His only ideology was getting results.
He was constantly asking the only important question for judging his actions – is it working? If so, then how could it be further improved or strengthened.
If not, scrap it and try something else. Given Singapore’s success, this results-oriented, supremely pragmatic approach clearly worked.
In 1959 when LKY became Prime Minister, per capita income in Singapore was only $400. Now it’s over $78,000. It’s hard to argue against results like that.
Just about every write-up you’ll find about LKY’s leadership notes how his administrations have all been free of corruption.
That’s no small feat in modern political life, where scandals routinely appear in the media. LKY set high moral standards for himself that he expected all of his colleagues to live up to.
Whenever corruption did rear its ugly face, LKY always met it head on with tough penalties. He also rewarded civil servants who acted with integrity with highly competitive salaries.
When people believe that government and its leaders are honest, they will follow those leaders earnestly.
7. Opportunity For All
Inequality in outcomes seems inevitable in societies based on competition, and yet much can be done to make sure everyone at least has a level playing field.
LKY was adamant that everyone have the opportunity to be a productive, contributing member of Singaporean society.
He would never allow discrimination to keep any class of people down. As LKY himself said, his objective was to, “Build up a society in which people will be rewarded not according to the amount of property they own, but according to their active contribution to society in physical or mental labor.”
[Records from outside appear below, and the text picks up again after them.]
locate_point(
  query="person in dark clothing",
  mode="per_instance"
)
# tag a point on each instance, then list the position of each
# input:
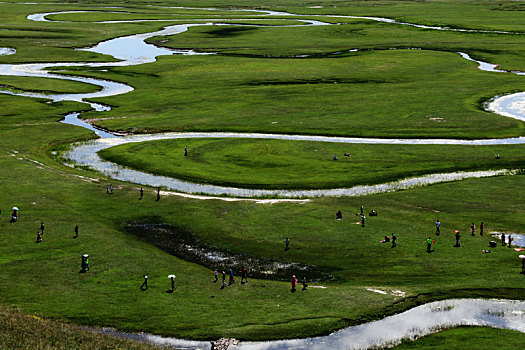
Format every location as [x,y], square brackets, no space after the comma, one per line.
[244,278]
[304,283]
[144,285]
[429,245]
[172,277]
[231,280]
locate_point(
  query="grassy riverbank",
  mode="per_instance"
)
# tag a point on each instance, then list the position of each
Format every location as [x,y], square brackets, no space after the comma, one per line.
[279,164]
[387,93]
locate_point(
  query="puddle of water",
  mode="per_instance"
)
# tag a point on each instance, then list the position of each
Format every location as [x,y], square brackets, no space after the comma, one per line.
[518,238]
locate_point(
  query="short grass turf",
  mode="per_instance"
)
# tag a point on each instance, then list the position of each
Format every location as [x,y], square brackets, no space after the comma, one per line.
[280,164]
[172,94]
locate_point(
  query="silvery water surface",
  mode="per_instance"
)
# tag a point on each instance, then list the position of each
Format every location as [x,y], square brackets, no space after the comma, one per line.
[419,321]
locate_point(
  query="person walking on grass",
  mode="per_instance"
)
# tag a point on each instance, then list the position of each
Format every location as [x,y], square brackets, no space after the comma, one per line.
[144,285]
[244,278]
[232,279]
[429,244]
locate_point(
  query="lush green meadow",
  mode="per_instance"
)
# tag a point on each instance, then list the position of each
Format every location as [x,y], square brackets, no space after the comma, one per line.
[253,84]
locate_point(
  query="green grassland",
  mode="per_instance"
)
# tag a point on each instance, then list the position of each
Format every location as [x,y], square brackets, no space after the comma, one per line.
[303,164]
[381,93]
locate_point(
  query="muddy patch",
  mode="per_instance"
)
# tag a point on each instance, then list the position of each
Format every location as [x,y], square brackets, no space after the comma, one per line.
[182,243]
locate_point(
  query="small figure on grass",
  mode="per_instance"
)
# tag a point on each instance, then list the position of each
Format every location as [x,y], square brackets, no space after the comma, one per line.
[305,285]
[84,265]
[244,278]
[172,278]
[429,244]
[144,285]
[223,279]
[14,215]
[294,283]
[457,239]
[394,241]
[232,279]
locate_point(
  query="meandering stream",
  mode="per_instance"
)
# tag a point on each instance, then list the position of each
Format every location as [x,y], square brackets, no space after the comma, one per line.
[133,50]
[416,322]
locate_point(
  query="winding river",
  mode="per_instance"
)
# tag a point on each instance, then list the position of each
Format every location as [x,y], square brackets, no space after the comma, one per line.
[422,320]
[133,50]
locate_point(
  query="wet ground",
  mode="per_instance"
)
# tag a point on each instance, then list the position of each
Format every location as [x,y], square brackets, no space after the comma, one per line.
[182,243]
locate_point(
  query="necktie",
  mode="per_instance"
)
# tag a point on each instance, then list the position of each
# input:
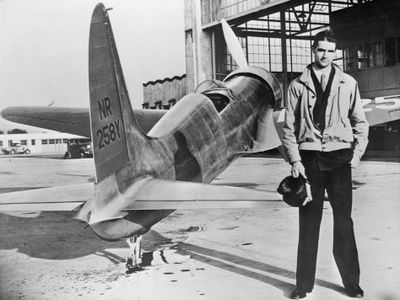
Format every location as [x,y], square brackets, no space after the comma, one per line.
[323,82]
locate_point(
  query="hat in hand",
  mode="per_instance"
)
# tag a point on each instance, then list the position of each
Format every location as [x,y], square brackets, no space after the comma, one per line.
[293,190]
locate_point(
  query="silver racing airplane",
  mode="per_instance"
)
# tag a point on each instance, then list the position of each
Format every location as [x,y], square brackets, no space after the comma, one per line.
[147,164]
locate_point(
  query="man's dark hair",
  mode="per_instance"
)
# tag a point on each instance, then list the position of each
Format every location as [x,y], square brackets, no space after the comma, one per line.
[325,35]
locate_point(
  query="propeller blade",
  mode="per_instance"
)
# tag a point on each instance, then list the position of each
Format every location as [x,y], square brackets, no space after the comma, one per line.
[233,44]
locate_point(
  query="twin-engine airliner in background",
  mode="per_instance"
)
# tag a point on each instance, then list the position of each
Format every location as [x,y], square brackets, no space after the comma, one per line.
[149,163]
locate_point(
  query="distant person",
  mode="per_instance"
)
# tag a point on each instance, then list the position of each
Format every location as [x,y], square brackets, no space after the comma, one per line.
[325,135]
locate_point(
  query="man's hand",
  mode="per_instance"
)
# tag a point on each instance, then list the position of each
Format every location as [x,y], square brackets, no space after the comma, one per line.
[355,161]
[298,168]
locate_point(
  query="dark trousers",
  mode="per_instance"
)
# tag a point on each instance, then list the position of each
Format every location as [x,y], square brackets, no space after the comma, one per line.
[338,183]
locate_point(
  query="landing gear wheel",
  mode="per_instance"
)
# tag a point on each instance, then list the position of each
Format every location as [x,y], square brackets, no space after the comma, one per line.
[134,259]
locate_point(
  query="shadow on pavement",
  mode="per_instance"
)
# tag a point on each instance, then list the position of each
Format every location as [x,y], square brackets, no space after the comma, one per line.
[214,257]
[56,235]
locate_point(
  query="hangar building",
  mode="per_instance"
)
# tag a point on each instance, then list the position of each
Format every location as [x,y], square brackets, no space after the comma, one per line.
[277,35]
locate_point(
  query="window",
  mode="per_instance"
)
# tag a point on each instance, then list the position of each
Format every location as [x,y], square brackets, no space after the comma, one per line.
[378,54]
[349,59]
[390,51]
[360,57]
[158,104]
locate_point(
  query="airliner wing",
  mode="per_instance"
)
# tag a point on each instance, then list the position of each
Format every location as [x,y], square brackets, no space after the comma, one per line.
[68,119]
[164,194]
[60,198]
[382,111]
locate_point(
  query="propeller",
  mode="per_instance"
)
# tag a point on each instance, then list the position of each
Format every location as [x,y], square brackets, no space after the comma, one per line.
[233,45]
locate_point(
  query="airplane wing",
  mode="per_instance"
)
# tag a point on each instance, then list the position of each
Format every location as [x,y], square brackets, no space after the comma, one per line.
[70,120]
[382,110]
[60,198]
[165,194]
[156,194]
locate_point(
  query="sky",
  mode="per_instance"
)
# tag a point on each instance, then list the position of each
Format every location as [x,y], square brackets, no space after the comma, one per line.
[44,48]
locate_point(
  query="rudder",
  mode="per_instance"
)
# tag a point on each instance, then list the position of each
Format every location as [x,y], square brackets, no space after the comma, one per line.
[111,115]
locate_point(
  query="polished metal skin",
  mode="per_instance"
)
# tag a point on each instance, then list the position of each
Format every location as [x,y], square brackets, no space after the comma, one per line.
[191,142]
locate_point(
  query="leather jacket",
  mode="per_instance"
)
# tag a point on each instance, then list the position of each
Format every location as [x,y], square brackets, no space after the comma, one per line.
[346,125]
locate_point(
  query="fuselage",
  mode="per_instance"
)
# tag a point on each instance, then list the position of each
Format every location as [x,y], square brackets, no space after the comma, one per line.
[192,142]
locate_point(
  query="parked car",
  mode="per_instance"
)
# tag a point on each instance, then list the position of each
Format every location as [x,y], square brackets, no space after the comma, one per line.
[16,149]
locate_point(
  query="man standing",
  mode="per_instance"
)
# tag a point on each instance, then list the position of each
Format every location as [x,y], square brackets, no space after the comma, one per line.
[325,135]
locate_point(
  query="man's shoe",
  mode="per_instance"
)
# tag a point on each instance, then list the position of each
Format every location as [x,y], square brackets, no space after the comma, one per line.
[297,294]
[355,292]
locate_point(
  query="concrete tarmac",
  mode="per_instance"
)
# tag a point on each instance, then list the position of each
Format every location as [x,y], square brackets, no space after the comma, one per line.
[202,254]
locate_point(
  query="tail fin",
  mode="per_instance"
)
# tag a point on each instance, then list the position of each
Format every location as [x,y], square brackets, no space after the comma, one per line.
[111,115]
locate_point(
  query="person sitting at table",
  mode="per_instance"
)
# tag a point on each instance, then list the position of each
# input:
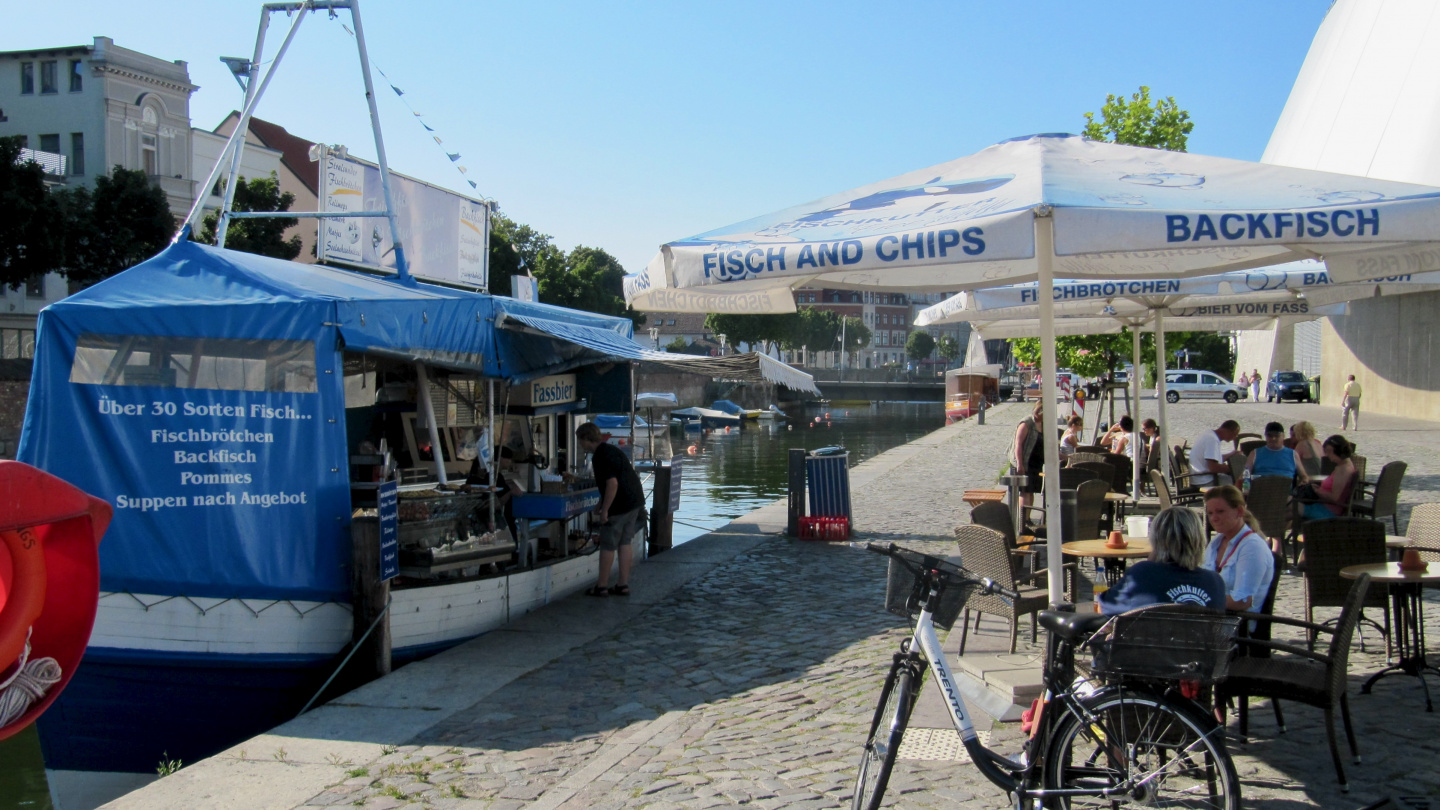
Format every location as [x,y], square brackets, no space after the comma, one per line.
[1072,437]
[1329,499]
[1239,552]
[1308,447]
[1172,572]
[1121,437]
[1275,459]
8. Inspired By Great Role Models
Every leader needs exceptional role models from which they can draw inspiration and motivation.
For LKY, that included people like Winston Churchill for his tenacity, Charles De Gaulle for his guts, and Nelson Mandela for his integrity.
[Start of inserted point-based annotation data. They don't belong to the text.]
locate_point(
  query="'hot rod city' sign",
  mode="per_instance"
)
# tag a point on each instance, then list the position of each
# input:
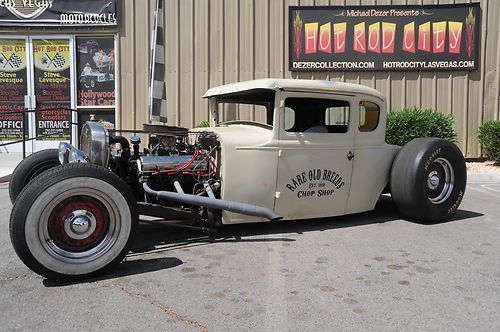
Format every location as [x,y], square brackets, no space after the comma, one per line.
[434,37]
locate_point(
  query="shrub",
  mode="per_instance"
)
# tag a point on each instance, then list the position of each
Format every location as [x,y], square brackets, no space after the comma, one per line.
[489,137]
[407,124]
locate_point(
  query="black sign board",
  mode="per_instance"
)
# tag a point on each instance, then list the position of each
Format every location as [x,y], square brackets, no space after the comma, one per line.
[367,38]
[58,12]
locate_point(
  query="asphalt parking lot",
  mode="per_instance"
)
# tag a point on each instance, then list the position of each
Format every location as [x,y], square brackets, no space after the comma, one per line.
[372,271]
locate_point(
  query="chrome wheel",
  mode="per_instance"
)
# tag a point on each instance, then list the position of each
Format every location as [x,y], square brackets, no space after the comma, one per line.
[78,226]
[440,181]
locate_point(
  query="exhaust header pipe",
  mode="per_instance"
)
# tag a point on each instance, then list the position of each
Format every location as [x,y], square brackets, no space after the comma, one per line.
[213,203]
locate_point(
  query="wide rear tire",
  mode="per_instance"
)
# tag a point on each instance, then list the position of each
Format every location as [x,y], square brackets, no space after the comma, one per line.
[428,179]
[74,221]
[31,167]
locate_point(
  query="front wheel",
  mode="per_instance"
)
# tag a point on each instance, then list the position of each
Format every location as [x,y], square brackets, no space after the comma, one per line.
[73,222]
[428,179]
[31,167]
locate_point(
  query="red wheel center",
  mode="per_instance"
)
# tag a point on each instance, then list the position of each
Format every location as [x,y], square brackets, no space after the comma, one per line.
[78,223]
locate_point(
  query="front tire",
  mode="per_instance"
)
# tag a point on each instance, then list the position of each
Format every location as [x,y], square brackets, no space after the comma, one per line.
[74,221]
[428,179]
[31,167]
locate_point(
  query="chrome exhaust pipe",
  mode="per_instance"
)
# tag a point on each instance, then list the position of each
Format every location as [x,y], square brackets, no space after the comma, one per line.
[213,203]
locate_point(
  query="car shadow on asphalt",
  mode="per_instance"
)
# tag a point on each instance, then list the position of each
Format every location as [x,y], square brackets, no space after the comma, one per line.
[157,240]
[124,269]
[161,238]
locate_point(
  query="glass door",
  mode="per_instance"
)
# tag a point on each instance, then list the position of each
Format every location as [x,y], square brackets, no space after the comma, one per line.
[14,63]
[51,89]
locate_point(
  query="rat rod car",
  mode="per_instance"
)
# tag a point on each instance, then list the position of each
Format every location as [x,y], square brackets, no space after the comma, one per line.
[318,151]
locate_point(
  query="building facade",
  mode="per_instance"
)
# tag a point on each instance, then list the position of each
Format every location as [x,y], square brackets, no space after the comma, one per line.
[214,42]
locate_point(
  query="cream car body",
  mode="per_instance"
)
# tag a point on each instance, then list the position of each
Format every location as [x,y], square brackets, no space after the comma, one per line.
[301,175]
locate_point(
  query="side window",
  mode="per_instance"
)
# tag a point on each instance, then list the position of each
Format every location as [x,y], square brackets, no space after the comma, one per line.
[369,114]
[313,115]
[289,118]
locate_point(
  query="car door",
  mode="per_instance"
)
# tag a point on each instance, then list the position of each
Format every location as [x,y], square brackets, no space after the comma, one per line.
[316,145]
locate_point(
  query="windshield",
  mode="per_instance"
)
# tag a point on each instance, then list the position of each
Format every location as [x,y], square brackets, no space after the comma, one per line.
[246,107]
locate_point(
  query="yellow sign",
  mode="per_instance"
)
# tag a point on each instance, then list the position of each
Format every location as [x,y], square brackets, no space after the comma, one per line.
[12,55]
[51,54]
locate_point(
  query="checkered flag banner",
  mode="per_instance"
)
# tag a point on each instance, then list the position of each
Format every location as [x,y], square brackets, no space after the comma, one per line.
[158,86]
[58,61]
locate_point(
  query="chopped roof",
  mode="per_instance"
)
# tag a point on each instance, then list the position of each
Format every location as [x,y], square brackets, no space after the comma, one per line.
[292,84]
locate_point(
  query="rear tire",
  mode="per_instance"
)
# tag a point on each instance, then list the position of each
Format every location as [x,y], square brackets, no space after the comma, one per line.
[74,221]
[428,179]
[31,167]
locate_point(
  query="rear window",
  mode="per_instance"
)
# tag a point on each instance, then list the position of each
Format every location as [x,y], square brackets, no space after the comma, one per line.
[313,115]
[369,114]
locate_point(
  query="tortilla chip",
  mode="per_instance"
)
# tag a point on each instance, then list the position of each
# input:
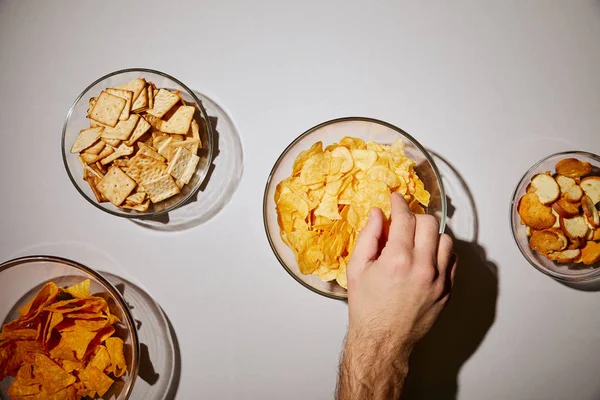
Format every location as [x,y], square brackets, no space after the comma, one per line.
[122,130]
[163,102]
[181,121]
[86,138]
[108,109]
[183,165]
[124,94]
[116,186]
[95,380]
[161,188]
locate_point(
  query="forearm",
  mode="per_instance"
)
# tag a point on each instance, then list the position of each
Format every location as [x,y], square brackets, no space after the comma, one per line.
[373,367]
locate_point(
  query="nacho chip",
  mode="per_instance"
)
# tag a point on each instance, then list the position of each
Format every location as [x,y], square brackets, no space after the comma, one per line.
[108,109]
[116,186]
[86,138]
[183,165]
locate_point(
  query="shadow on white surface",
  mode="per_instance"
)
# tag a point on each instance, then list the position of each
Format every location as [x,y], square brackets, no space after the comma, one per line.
[225,173]
[436,362]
It seems clear that LKY himself will top the lists of many aspiring leaders’ role models.
9. It’s All About Developing People
Singapore has next to nothing in the way of natural resources, which form the backbone of most nations’ economies.
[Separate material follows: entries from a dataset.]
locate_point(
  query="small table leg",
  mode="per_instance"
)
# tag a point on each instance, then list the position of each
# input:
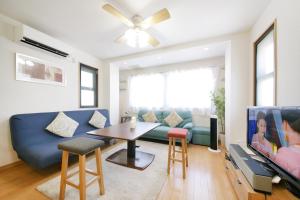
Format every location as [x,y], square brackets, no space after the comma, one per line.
[131,150]
[131,158]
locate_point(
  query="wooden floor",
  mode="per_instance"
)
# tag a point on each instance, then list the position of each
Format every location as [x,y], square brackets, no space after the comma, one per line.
[206,179]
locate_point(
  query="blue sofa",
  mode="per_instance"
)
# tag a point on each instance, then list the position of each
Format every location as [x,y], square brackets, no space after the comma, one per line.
[37,146]
[161,132]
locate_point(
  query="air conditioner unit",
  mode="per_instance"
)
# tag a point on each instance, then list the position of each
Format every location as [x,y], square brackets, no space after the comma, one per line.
[30,36]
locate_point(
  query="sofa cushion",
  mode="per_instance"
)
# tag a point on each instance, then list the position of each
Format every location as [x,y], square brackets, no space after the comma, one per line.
[63,125]
[97,120]
[150,117]
[173,119]
[161,131]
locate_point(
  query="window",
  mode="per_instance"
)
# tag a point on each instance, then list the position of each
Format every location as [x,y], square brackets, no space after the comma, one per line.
[88,86]
[178,89]
[265,68]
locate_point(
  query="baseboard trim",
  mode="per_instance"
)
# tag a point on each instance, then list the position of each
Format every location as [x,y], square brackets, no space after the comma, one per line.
[5,167]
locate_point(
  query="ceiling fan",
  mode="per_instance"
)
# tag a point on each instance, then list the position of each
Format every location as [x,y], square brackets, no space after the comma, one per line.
[136,35]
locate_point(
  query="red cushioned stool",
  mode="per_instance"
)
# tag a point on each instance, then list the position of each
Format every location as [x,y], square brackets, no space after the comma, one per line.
[173,134]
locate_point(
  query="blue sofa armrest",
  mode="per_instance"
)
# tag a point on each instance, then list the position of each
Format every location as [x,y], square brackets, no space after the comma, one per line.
[188,126]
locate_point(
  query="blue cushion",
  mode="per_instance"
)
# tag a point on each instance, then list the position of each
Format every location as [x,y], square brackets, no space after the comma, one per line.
[37,146]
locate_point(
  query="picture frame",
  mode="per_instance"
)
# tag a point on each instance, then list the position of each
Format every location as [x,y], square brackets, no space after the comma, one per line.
[35,70]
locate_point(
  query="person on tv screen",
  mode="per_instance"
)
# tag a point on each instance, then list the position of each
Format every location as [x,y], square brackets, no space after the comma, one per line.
[289,157]
[259,141]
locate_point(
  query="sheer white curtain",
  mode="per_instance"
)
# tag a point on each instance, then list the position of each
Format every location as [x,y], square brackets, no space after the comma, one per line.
[146,91]
[178,89]
[190,89]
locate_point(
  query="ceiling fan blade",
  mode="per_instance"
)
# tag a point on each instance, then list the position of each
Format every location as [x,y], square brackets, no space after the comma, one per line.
[152,41]
[109,8]
[158,17]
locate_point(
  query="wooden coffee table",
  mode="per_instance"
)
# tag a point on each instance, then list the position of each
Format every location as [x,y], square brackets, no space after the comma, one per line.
[128,157]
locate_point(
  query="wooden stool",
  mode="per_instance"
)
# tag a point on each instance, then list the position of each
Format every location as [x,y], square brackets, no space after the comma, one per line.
[80,146]
[173,134]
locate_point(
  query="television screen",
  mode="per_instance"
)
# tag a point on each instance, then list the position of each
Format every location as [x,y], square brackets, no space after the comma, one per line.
[274,132]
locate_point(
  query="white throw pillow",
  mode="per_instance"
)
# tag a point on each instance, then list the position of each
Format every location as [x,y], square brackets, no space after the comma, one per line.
[63,125]
[97,120]
[173,119]
[150,117]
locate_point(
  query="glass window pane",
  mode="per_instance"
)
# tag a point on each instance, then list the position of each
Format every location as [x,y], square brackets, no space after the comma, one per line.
[87,98]
[265,56]
[265,92]
[87,79]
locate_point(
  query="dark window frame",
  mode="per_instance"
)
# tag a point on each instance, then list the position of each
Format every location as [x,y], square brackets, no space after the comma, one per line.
[93,70]
[272,27]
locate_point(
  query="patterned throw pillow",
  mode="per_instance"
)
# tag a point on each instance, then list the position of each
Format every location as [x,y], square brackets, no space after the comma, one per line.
[173,119]
[150,117]
[97,120]
[63,125]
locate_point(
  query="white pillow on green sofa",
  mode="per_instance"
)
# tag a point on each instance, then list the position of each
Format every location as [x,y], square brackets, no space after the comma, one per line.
[63,125]
[173,119]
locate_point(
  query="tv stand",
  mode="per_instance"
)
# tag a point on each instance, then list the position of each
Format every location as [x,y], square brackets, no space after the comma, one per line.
[244,191]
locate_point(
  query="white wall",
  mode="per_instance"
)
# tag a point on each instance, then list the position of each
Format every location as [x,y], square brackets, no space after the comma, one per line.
[287,13]
[25,97]
[111,91]
[236,88]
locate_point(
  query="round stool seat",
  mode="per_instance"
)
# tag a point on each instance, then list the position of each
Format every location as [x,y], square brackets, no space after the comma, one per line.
[80,145]
[177,133]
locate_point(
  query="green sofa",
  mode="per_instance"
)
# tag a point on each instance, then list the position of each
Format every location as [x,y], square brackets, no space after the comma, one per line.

Thus, perhaps by necessity more than anything else, he deeply understood that people were Singapore’s greatest (and only) natural resource.
That’s why he put so much effort into developing people by making education a key feature of his policies.
It helps explain why government workers are paid so well – he made it a point to attract a good portion of the country’s best into national service.
It’s also why he made multilingualism a major focus of his leadership as well. As a result, Singapore has four official languages – English, Mandarin, Malay, and Tamil.
10. Robust Succession Planning
As LKY built Singapore up into the successful city-state it is today, he always kept an eye on who would become the country’s future leaders.
He was wise enough to know that if he wanted Singapore to continue to thrive, it was up to him to cultivate the next generation of leaders, because there can be no long-term success without successors.
He spent many years planning who would take over when he stepped down. That’s the kind of long-term thinking that feeds into successful leadership.
Since his passing, Singaporeans and leaders the world over have been paying their respects to LKY and the inspiring legacy he’s left behind, which can be summed up with this comment by one Singaporean on Facebook:
“Thank you for building the nation I will ALWAYS call home, flaws and all, no matter where I live in the world. My children, and my grandchildren will hear the stories of the incredible oasis you’ve built. Rest in peace, Mr Lee Kuan Yew. Singapore will forever be indebted.”